Thursday, March 29, 2012

Issues a lower court may consider on remand

US v. Susi:  This appeal challenges the sentence imposed following a remand for re-sentencing. Susi raises three issues here: 1) the district court did not recalculate the Sentencing Guidelines as part of the re-sentencing; 2) the re-sentencing court imposed sentence based on the impermissible factor that Susi exercised his right to trial; and 3) the sentence was procedurally and substantively unreasonable because the court did not provide an adequate explanation on the record for the sentence. The Fourth Circuit affirmed the sentence.

The main issue in this appeal is what a lower court may consider on remand: is the defendant entitled to a de novo hearing at re-sentencing, does the re-sentencing court consider the entire sentence anew, including any objections to the Guidelines range? Or is the re-sentencing limited in correcting the error in the original sentence? The Fourth Circuit considers here the "mandate rule," wherein the re-sentencing court is bound to carry out the mandate of the superior court, and may not reconsider issues that mandate laid to rest, referring to its earlier case, United States v. Bell, for its explanation of the "law of the case" doctrine, of which the mandate rule is a "specific application." Under this doctrine, the dictates of the higher court forecloses re-litigation of issues decided by the lower court but foregone on appeal or otherwise waived.

The sentencing error identified by the Fourth Circuit when it vacated Susi’s sentence originally, dealt with the district court’s consideration of factors outside the scope of the record during the § 3553(a) analysis and calculating the restitution ordered, so the error below, according to the Fourth Circuit, in no way impacted the calculation of his Guidelines range.

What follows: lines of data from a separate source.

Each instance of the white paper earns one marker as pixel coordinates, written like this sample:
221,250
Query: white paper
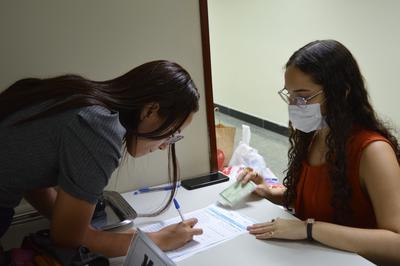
218,225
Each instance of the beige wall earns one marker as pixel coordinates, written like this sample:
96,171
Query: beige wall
252,40
102,39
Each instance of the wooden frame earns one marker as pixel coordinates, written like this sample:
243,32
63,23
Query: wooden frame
205,40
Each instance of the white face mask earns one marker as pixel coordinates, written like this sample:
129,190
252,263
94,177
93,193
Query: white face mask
306,118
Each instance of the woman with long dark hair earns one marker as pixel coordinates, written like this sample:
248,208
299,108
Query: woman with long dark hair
68,132
343,176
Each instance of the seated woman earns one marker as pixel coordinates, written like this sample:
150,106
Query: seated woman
343,176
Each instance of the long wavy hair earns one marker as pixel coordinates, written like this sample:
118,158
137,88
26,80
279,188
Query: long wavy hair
164,82
332,66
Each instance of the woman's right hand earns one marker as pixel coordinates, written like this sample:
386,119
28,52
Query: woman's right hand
175,235
262,189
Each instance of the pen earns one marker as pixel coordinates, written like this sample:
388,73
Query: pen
177,207
150,189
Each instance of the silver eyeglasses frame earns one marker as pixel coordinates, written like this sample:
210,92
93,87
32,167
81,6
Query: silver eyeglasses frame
298,100
173,138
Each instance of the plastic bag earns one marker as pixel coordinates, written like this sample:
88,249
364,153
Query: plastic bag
244,155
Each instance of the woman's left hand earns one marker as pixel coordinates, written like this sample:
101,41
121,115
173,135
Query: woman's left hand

Since the guidelines range was not objected to in the original appeal by Susi, it was unnecessary and duplicative to recalculate the Guidelines in order to address the error that caused the remand.

Additionally, Susi’s second argument that he was penalized merely by exercising his constitutional right to a trial (he received a higher sentence than his co-conspirators who took plea deals to resolve the charges against them) was undercut by the fact that he received a lower sentence on remand of 160 months than he originally received, 180 months. The Fourth Circuit has previously stated in United States v. Perry, that in order to prove improper or vindictive motive by the government against someone exercising a constitutional right, a presumption of improper vindictive motion must arise, a presumption only warranted in cases in which a reasonable likelihood of vindictiveness exists, e.g. when a defendant succeeds in attacking his sentence on appeal, and then receives a higher sentence on re-trial. That did not happen here, so this appeal issued failed.

Finally, in discussing Susi’s third appeal issue, the Fourth Circuit held for the first time that a below-Guidelines sentence is entitled to a presumption of reasonableness, when a defendant challenges the length of the below-Guidelines sentence as being substantively unreasonable. Also, this presumption would not apply where a defendant challenged the substantive reasonableness on other grounds, nor would this presumption apply when the government appeals a district court’s sentence as substantively unreasonable.